I’m glad someone else caught CNN’s new celeb “anchor du jour” Erin Burnett offering a “condescending and reductionist” analysis yesterday while covering the Occupy Wall Street movement. Of course, it isn’t the first time this ex-Goldman Sachs/Citigroup employee used her TV perch to serve as a mouthpiece and apologist for Wall St. abuses, but at least people are noticing.
Speaking of Occupy Wall Street, which is marching today along with at least 15 major unions not too far from ThePopTort’s offices in Lower Manhattan, a group of them have now filed suit against New York City and the NYPD for tactics used in arresting 700 peaceful protesters on the Brooklyn Bridge last weekend.
A lot of people have been taking note of how the NYPD has been handling this protest, which is mostly taking place in an area that has been a virtual police state since 9/11 - just between the World Trade Center and the New York Stock Exchange. We know. We used to work a couple blocks away. (Just forget trying to cross a street without navigating block-long barricade.) While the NYPD has been getting lots of media attention for their anti-terrorism work, they’re also getting tons of attention for their abuses. And it’s not just the Occupy Wall Street protestors or the city’s Muslim community that has grounds to complain.
As we wrote in June,
[New York City] paid out $135 million to settle claims made against the NYPD last year - a soaring 71% jump in settlements against the department from a decade ago.
The surge - part of a half-billion dollars paid out by the city - included $56.4 million for alleged police misconduct, including excessive force and false arrest, an analysis by City Comptroller John Liu found.

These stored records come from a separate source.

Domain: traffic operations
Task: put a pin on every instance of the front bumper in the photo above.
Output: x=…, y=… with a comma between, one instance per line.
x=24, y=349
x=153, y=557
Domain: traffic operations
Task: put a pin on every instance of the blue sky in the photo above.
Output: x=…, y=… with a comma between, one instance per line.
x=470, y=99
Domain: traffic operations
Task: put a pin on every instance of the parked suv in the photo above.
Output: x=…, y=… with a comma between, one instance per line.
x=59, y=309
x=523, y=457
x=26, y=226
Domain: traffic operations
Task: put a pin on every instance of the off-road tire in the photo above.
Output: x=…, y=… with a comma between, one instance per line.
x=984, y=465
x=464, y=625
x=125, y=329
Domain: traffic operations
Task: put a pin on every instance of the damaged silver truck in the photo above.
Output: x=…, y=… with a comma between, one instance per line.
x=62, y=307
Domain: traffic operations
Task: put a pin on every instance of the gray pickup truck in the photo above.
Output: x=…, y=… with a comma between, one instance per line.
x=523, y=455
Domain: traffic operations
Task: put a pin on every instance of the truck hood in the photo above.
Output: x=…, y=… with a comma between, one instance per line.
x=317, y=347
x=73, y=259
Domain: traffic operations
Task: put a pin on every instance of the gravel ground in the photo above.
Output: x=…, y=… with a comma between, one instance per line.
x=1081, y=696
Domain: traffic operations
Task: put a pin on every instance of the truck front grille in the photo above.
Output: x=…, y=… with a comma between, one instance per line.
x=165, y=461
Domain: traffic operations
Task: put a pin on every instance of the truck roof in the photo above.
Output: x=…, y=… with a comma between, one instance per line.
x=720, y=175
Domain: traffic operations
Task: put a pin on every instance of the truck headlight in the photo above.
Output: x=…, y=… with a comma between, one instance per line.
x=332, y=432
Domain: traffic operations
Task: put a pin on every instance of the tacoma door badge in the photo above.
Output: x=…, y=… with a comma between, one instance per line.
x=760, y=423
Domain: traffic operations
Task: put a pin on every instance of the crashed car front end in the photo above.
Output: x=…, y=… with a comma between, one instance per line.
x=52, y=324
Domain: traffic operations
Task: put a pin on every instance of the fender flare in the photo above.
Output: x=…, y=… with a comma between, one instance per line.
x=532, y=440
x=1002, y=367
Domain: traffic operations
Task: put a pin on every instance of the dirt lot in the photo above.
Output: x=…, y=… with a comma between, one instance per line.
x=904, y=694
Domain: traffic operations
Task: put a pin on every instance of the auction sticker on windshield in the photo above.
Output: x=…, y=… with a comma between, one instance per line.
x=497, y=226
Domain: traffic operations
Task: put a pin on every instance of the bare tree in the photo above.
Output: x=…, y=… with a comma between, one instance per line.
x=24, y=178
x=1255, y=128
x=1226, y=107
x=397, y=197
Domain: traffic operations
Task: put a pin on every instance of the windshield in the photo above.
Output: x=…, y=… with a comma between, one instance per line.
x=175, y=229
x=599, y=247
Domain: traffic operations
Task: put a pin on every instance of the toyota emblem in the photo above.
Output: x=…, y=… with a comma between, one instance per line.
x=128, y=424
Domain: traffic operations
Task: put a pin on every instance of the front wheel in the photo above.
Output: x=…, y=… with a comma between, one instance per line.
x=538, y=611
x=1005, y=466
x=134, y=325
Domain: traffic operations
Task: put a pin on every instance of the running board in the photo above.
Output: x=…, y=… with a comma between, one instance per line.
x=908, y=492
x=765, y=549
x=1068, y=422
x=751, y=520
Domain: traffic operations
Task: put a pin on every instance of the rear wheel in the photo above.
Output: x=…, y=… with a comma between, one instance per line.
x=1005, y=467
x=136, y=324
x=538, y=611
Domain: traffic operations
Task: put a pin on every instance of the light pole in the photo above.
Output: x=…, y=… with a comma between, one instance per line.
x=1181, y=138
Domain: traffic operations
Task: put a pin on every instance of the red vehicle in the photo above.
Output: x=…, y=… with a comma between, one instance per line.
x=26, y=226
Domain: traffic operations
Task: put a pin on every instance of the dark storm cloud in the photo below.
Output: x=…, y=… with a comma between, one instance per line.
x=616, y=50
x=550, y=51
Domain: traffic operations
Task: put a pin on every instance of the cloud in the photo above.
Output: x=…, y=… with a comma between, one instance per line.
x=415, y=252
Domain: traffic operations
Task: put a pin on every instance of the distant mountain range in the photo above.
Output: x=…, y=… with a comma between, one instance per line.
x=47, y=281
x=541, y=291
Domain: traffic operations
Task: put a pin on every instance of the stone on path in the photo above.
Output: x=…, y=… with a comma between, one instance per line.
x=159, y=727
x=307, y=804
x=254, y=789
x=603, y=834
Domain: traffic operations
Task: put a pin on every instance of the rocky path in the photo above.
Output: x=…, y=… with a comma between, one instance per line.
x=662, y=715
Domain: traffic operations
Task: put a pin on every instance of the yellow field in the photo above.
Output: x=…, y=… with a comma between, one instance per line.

Advocates said the number marks a disturbing trend: in 2003, Mayor Bloomberg’s first fiscal year in office, the city paid out $68 million in NYPD tort claims.
“This number and the increase over past decade cry out for close monitoring of the police,” said Donna Lieberman, head of the New York Civil Liberties Union.
“The NYPD’s hyper-aggressive tactics create a situation that is ripe for litigation,” she said.
And as we also noted, the solutions to this “pay out” problem lie not with taking away people’s rights but with reducing the misconduct that leads to claims in the first place. Lets hope it doesn’t escalate now.